07Is BOSC or AIOT or SAIC or AVAV more undervalued right now?
On forward earnings alone, Science Applications International Corporation (SAIC) trades at 9.
3x forward P/E versus 58. 4x for AeroVironment, Inc. — 49. 1x cheaper on a one-year earnings basis. Analyst consensus price targets imply the most upside for AIOT: 135. 3% to $8. 00.
08Which pays a better dividend — BOSC or AIOT or SAIC or AVAV?
In this comparison, AIOT (22.
2% yield), SAIC (1. 6% yield) pay a dividend. BOSC, AVAV do not pay a meaningful dividend and should not be held primarily for income.
09Is BOSC or AIOT or SAIC or AVAV better for a retirement portfolio?
For long-horizon retirement investors, Science Applications International Corporation (SAIC) is the stronger choice — it scores higher on the combination of lower volatility, dividend reliability, and long-term compounding (low volatility (β 0.

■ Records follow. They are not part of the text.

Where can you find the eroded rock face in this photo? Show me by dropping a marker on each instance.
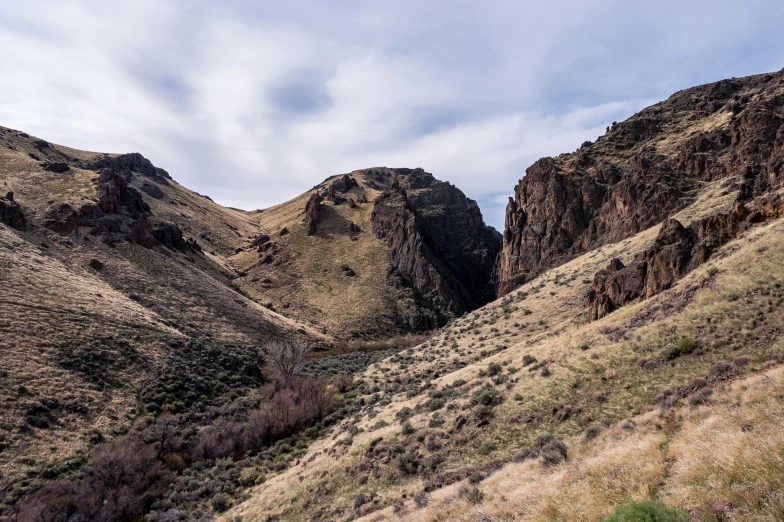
(677, 251)
(120, 213)
(11, 212)
(642, 171)
(133, 163)
(438, 244)
(340, 186)
(312, 208)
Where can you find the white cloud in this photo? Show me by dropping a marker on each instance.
(253, 103)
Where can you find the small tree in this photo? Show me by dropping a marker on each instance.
(285, 359)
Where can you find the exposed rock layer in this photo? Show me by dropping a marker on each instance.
(11, 213)
(677, 251)
(438, 245)
(642, 171)
(312, 209)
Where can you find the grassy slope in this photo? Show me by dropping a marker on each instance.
(307, 274)
(593, 369)
(53, 304)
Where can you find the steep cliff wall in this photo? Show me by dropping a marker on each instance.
(643, 170)
(438, 245)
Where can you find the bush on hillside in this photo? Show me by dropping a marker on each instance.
(648, 511)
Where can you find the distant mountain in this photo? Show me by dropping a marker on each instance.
(643, 170)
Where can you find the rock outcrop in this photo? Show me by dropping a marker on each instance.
(11, 213)
(642, 171)
(677, 251)
(56, 166)
(438, 244)
(119, 213)
(128, 164)
(312, 209)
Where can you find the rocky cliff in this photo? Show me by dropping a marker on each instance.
(642, 171)
(438, 245)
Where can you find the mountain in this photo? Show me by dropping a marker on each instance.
(382, 251)
(634, 354)
(656, 163)
(125, 293)
(631, 364)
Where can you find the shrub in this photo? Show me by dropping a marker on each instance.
(648, 511)
(408, 462)
(591, 432)
(473, 495)
(220, 502)
(487, 447)
(685, 347)
(486, 396)
(553, 454)
(525, 454)
(404, 414)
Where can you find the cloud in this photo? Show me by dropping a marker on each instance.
(255, 102)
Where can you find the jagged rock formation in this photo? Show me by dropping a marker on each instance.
(677, 251)
(120, 212)
(312, 208)
(341, 185)
(438, 245)
(642, 171)
(11, 213)
(56, 166)
(128, 164)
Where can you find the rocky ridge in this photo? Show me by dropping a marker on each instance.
(438, 246)
(643, 170)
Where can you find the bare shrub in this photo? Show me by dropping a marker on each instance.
(287, 410)
(285, 359)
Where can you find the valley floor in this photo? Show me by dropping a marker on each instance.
(676, 398)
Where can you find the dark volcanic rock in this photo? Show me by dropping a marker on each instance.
(120, 211)
(152, 190)
(438, 245)
(56, 166)
(312, 208)
(677, 251)
(133, 163)
(114, 193)
(637, 175)
(37, 422)
(11, 212)
(260, 240)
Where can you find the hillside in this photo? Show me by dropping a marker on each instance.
(543, 406)
(390, 250)
(634, 352)
(117, 279)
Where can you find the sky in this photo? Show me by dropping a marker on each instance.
(254, 102)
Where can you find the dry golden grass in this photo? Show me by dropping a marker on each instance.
(730, 452)
(307, 272)
(544, 318)
(53, 303)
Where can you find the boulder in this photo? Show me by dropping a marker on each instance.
(312, 209)
(624, 183)
(11, 213)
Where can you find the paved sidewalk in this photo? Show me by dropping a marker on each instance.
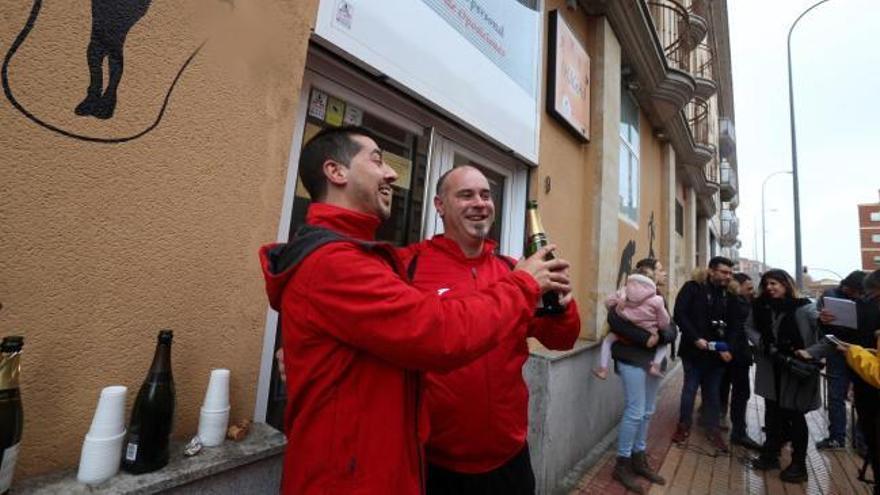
(694, 469)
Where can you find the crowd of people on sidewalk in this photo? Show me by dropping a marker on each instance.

26), 1. 6% yield, +104. 4% 10Y return). PowerFleet, Inc. (AIOT) carries a higher beta of 2. 70 — meaning larger drawdowns in market downturns, which matters significantly when you cannot wait years for a recovery. Both have compounded well over 10 years (SAIC: +104. 4%, AIOT: -28. 7%), confirming both are viable long-term holds — but the lower-volatility option typically results in less emotional selling during corrections. Retirement portfolios generally favour predictability over maximum returns. Consult a financial advisor before making allocation decisions.
10What are the main differences between BOSC and AIOT and SAIC and AVAV?
These companies operate in different sectors (BOSC (Technology) and AIOT (Technology) and SAIC (Technology) and AVAV (Industrials)), which means they face different economic cycles, regulatory environments, and macro sensitivities — making direct comparison nuanced.
In terms of investment character: BOSC is a small-cap deep-value stock; AIOT is a small-cap income-oriented stock; SAIC is a small-cap deep-value stock; AVAV is a small-cap quality compounder stock. AIOT, SAIC pay a dividend while BOSC, AVAV do not, making them suitable for different income and tax situations. These fundamental differences mean investors should not choose between them on a single metric — the "better stock" depends entirely on which of these characteristics aligns with your investment strategy.